Spiele, die nicht auf der Blockchain basieren, wie Roblox oder Grand Theft Auto, haben metaverse-ähnliche Qualitäten. Sie haben bemerkenswert loyale Gemeinschaften aufgebaut, die sich mit über 11 bzw. 17 Millionen monatlich aktiven Benutzern rühmen können. Das letzte Grand Theft Auto kam vor 9 Jahren heraus. Meta hat keine Hinweise geliefert, dass es zu den etablierteren Spiel-Metaversen aufschliessen kann, obwohl unendlich viel mehr Geld in die Projekte gepumpt wird. Die Frage ist nun, wie viel Interesse nicht nur Meta, sondern auch andere Metaverse-Projekte in einem Bärenmarkt aufrechterhalten können, wenn die Finanzierung knapp wird und die Nutzer wegbleiben. Die Indikatoren sind nicht gut für einige der grössten Blockchain-basierten Projekte, wie Axie Infinity, Sandbox, Decentraland und Enjin.
Investoren nehmen Notiz
Die Investoren scheinen die schlechten Nutzungsstatistiken zur Kenntnis genommen zu haben. Der letzte Monat markierte das niedrigste Handelsvolumen an zentralen Börsen für die Metaverse-Token AXS, SAND, MANA und ENJ, die zusammen nur etwa 1% des täglichen BTC-Volumens ausmachten.
Das Interesse an Blockchain-basierten Metaverse-Projekten, gemessen am Handelsvolumen an den Börsen, erreichte seinen Höhepunkt im November 2021. Dies war während des Markthochs, als Play-to-Earn-Spiele die Krypto-Berichterstattung dominierten. Insbesondere Axie Infinity war sehr erfolgreich und bot eine Einnahmequelle, die attraktiver war als viele Mindestlohnjobs in Ländern wie den Philippinen, die zeitweise über 40% der Axie-Nutzer ausmachten.
Das Metaversum: ein ausgestorbenes Konzept?
Betrachtet man die Daten, so ist das Metaverse wohl die am meisten vernachlässigte Vision der Kryptowirtschaft im jüngsten Bärenmarkt. So sehr, dass auch normale Tech-Investoren dank der Verliebtheit von Meta in die virtuelle Welt Notiz davon genommen haben. Wenn wir irgendetwas von den verlassenen Welten lernen können, dann, dass das Metaverse den Nutzern echte Gründe geben muss, um zu bleiben und zu spielen. Dazu zählt nicht nur der Anstieg des Preises ihres spieleignen Tokens.
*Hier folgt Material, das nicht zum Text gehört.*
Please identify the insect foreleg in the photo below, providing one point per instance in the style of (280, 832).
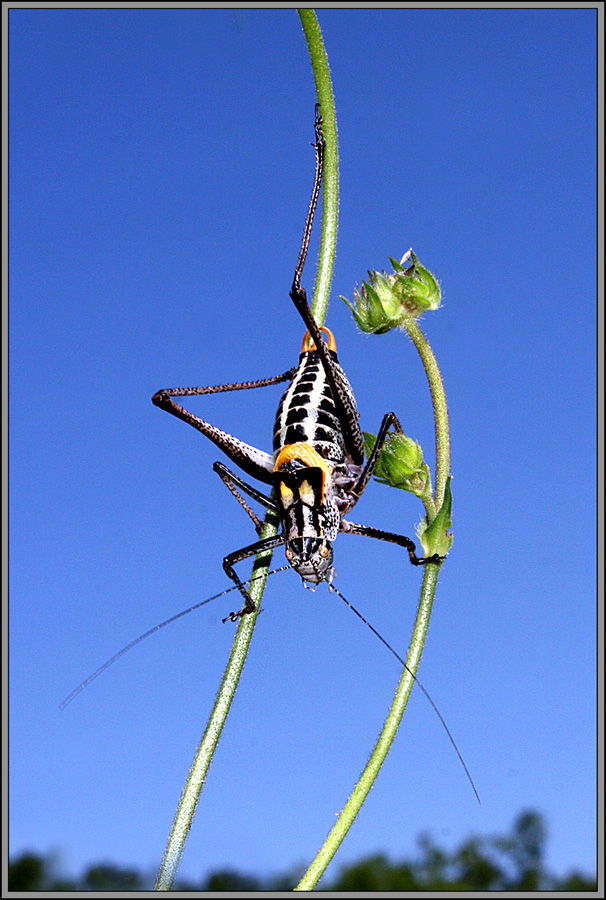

Als Axie's AXS und seine Ingame-Token im Preis einbrachen, verliessen die Nutzer in Scharen die Spielwelt. Als Meta in Horizon World wackelige Avatare ohne Beine baute, verliessen die Nutzer das Spiel. Jetzt, wo die AXS-Token freigegeben werden, nehmen selbst die vorausschauendsten frühen Investoren ihr Geld und laufen davon. Bis wir ein Produkt im Metaverse sehen, das mit Roblox oder Grand Theft Auto mithalten kann, haben Investoren wie Brad Gerstner das Recht, eine Rechtfertigung für solch hohe Investitionen in diesem Bereich zu fordern.